Building and deploying this website

Static site deployment with Blogdown and AWS CI/CD

By Tom Pisel in webdev project R

September 20, 2021

Through learning R and getting comfortable writing mostly in markdown, I decided to move away from my aging LAMP-stack website and try out something more modern.

This site is built with Hugo Apéro, compiled with RStudio’s blogdown, and deployed as a static site via AWS.

To do this, I relied on the excellent blogdown book, as well as AWS documentation on Building a CI/CD pipeline for Hugo websites.

 

Building a site in blogdown

install.packages("blogdown")

I used blogdown, which is an R-flavoured wrapper around the Hugo static site generator. Hugo is a framework for generating static sites from markdown. The HTML of each webpage is generated from a markdown document within a configurable theme. With blogdown, we can use R Markdown files as the source document, which lets us write R code in embedded code blocks and render the output.

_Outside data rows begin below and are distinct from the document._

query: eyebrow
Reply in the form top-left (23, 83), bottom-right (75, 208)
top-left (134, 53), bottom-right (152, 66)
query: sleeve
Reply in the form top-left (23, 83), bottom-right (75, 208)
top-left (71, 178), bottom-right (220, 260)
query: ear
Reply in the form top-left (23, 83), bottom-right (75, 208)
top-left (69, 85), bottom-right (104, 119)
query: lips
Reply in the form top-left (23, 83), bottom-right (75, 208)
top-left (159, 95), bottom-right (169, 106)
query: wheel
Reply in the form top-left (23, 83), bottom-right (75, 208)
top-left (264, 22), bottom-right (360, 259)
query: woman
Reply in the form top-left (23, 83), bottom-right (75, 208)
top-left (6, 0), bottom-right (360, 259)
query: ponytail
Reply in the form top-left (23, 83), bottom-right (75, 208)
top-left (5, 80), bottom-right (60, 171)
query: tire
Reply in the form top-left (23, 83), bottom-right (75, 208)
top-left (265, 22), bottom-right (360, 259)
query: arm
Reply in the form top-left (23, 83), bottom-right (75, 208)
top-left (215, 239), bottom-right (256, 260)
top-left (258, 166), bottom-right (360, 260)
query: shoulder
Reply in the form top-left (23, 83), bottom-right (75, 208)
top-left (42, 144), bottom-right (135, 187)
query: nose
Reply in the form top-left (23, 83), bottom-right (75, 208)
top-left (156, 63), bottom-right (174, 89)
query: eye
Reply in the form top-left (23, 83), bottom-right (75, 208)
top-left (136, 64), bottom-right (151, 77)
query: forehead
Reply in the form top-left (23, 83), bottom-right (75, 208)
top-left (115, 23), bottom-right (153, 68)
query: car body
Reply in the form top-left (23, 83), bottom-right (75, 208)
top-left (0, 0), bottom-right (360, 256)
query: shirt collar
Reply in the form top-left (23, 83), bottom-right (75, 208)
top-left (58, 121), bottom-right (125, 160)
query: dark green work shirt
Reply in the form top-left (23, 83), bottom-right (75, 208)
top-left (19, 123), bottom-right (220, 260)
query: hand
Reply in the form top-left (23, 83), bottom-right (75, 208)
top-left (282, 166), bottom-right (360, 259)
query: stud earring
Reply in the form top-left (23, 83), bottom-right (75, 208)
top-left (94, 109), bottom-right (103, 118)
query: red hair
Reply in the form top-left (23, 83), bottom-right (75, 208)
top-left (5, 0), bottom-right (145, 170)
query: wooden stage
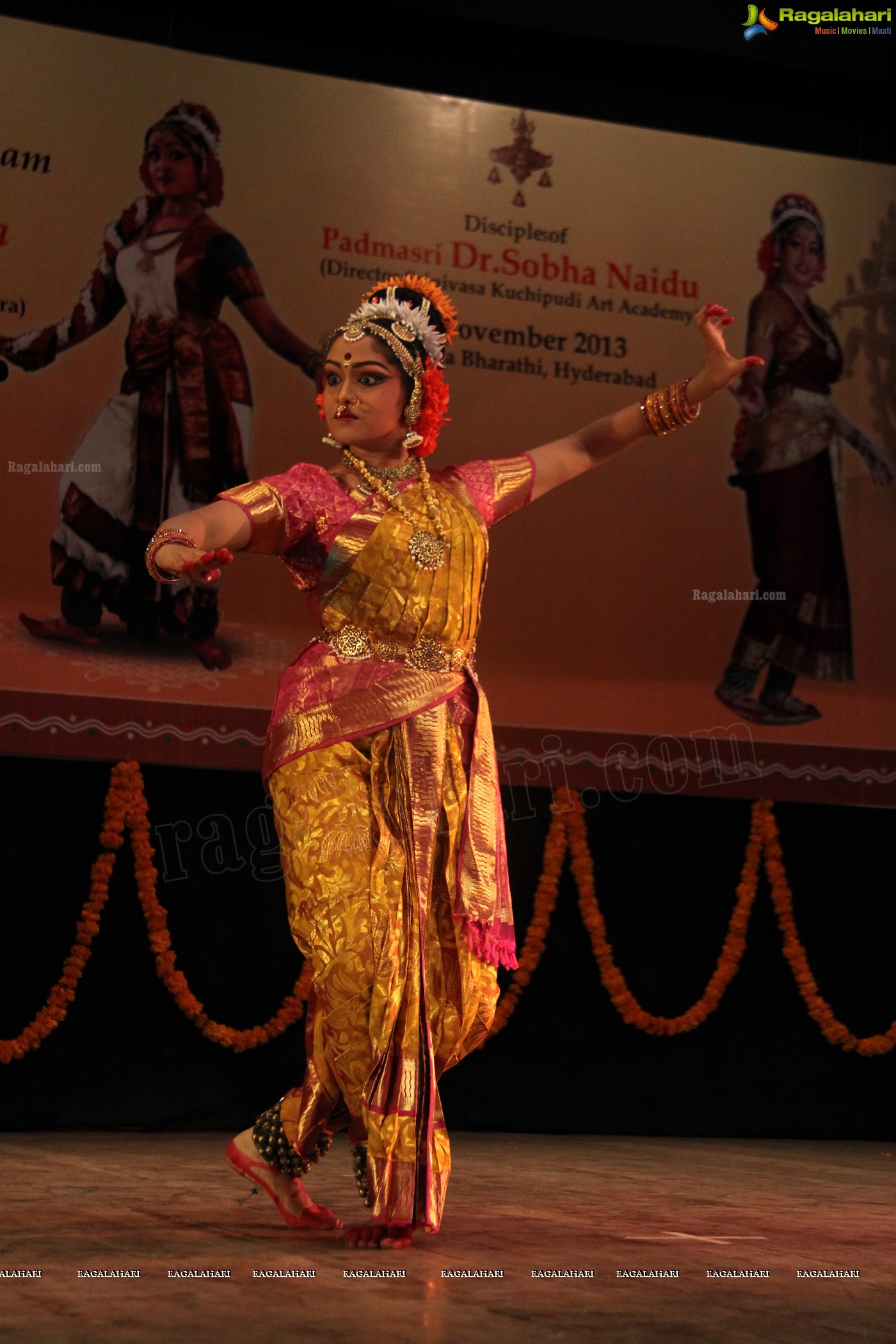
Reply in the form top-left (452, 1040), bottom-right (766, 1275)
top-left (0, 1133), bottom-right (896, 1344)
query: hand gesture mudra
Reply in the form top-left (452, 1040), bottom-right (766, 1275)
top-left (156, 545), bottom-right (234, 583)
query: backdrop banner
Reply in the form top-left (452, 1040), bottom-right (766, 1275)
top-left (0, 19), bottom-right (896, 805)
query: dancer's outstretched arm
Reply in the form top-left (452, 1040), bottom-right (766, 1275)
top-left (532, 304), bottom-right (763, 499)
top-left (148, 500), bottom-right (252, 583)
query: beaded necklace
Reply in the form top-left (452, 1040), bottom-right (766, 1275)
top-left (342, 447), bottom-right (450, 570)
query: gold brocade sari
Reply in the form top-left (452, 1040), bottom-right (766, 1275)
top-left (226, 458), bottom-right (531, 1231)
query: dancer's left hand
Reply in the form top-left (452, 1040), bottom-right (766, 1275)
top-left (181, 546), bottom-right (234, 583)
top-left (847, 428), bottom-right (893, 485)
top-left (688, 304), bottom-right (765, 404)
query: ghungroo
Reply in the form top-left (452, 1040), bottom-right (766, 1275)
top-left (352, 1144), bottom-right (371, 1208)
top-left (253, 1102), bottom-right (333, 1176)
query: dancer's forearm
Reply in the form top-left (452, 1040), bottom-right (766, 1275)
top-left (156, 500), bottom-right (252, 574)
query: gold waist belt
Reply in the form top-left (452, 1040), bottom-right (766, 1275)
top-left (318, 625), bottom-right (473, 672)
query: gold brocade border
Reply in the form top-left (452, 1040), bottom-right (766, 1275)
top-left (263, 667), bottom-right (465, 776)
top-left (0, 761), bottom-right (896, 1064)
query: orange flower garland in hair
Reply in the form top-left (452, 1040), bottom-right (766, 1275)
top-left (0, 766), bottom-right (129, 1064)
top-left (364, 273), bottom-right (457, 457)
top-left (754, 801), bottom-right (896, 1055)
top-left (479, 785), bottom-right (567, 1050)
top-left (126, 761), bottom-right (312, 1053)
top-left (0, 761), bottom-right (312, 1064)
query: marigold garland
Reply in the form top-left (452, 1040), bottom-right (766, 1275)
top-left (0, 761), bottom-right (896, 1064)
top-left (0, 761), bottom-right (312, 1064)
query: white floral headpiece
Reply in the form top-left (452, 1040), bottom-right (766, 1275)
top-left (349, 297), bottom-right (445, 368)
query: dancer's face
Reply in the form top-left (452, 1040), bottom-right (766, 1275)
top-left (780, 225), bottom-right (824, 289)
top-left (324, 336), bottom-right (407, 453)
top-left (147, 131), bottom-right (199, 200)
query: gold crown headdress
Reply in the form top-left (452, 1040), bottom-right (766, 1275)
top-left (339, 274), bottom-right (457, 452)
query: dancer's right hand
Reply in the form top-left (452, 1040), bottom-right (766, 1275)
top-left (156, 545), bottom-right (234, 583)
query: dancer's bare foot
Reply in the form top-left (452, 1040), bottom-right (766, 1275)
top-left (189, 634), bottom-right (234, 672)
top-left (19, 612), bottom-right (99, 649)
top-left (226, 1129), bottom-right (342, 1231)
top-left (344, 1223), bottom-right (413, 1251)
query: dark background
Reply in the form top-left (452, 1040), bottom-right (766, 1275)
top-left (0, 0), bottom-right (896, 1139)
top-left (0, 756), bottom-right (896, 1140)
top-left (0, 0), bottom-right (896, 166)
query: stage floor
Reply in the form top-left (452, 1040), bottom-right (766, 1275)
top-left (0, 1133), bottom-right (896, 1344)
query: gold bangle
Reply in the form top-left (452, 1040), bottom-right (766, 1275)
top-left (678, 378), bottom-right (700, 420)
top-left (145, 527), bottom-right (199, 583)
top-left (670, 378), bottom-right (700, 425)
top-left (648, 390), bottom-right (669, 435)
top-left (641, 392), bottom-right (666, 438)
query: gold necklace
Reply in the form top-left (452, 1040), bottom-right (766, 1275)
top-left (137, 215), bottom-right (199, 276)
top-left (342, 453), bottom-right (420, 481)
top-left (342, 447), bottom-right (450, 570)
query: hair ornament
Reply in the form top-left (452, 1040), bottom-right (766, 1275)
top-left (756, 192), bottom-right (825, 285)
top-left (342, 296), bottom-right (446, 368)
top-left (161, 98), bottom-right (220, 159)
top-left (140, 98), bottom-right (225, 205)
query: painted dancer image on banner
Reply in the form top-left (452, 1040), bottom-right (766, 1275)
top-left (0, 102), bottom-right (321, 671)
top-left (0, 19), bottom-right (896, 792)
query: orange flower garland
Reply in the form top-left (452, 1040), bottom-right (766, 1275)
top-left (0, 761), bottom-right (896, 1064)
top-left (489, 789), bottom-right (896, 1055)
top-left (479, 801), bottom-right (567, 1032)
top-left (0, 766), bottom-right (129, 1064)
top-left (0, 761), bottom-right (312, 1064)
top-left (754, 801), bottom-right (896, 1055)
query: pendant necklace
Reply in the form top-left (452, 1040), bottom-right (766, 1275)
top-left (137, 215), bottom-right (200, 276)
top-left (342, 447), bottom-right (450, 570)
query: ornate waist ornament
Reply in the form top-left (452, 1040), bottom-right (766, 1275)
top-left (318, 625), bottom-right (476, 672)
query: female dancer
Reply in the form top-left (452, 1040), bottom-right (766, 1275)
top-left (147, 276), bottom-right (758, 1247)
top-left (0, 102), bottom-right (320, 669)
top-left (716, 195), bottom-right (893, 724)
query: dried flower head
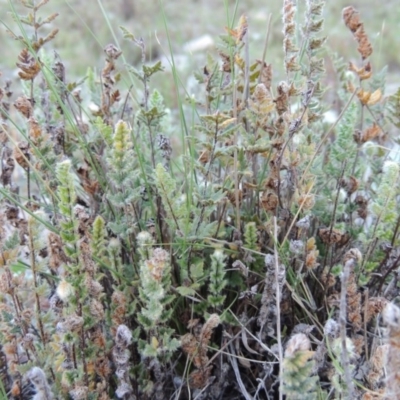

With blogdown installed, I created a new project in RStudio, using the “Blogdown” option. Picking the theme here (Apéro for us) is much easier than initiating with the default theme and trying to migrate the site over to a better one down the line.

From here, the initial configuration options can be edited in config.toml in the root folder, including the eventual URL, title, fonts, color theme, social links, and so on. .Rprofile has some configuration options for how the site is served.

When you serve the site with blogdown::serve_site(), it’ll start a server and show you it in the Viewer pane in RStudio (which can be popped out to a web browser).

Generating the site will add the following subfolders of interest:

Folder Purpose
/content/ The site content, with each page detailed in an index.md file. Assets like images are stored alongside, and the subfolder structure dictates the hierarchy (e.g. blog posts in a blog section).
/themes/ Theme content that can be overwritten by replicating the relevant files here in the root directory.
/static/ Resources such as images and fonts to be accessed globally.
/public/ The static HTML site content generated by blogdown/hugo. This is all that is needed to host the site online.
/resources/ Documents generated while serving the site that can be safely ignored.

The latter two folders can also be ignored by version control, as we’ll generate the site content as a part of the deployment process.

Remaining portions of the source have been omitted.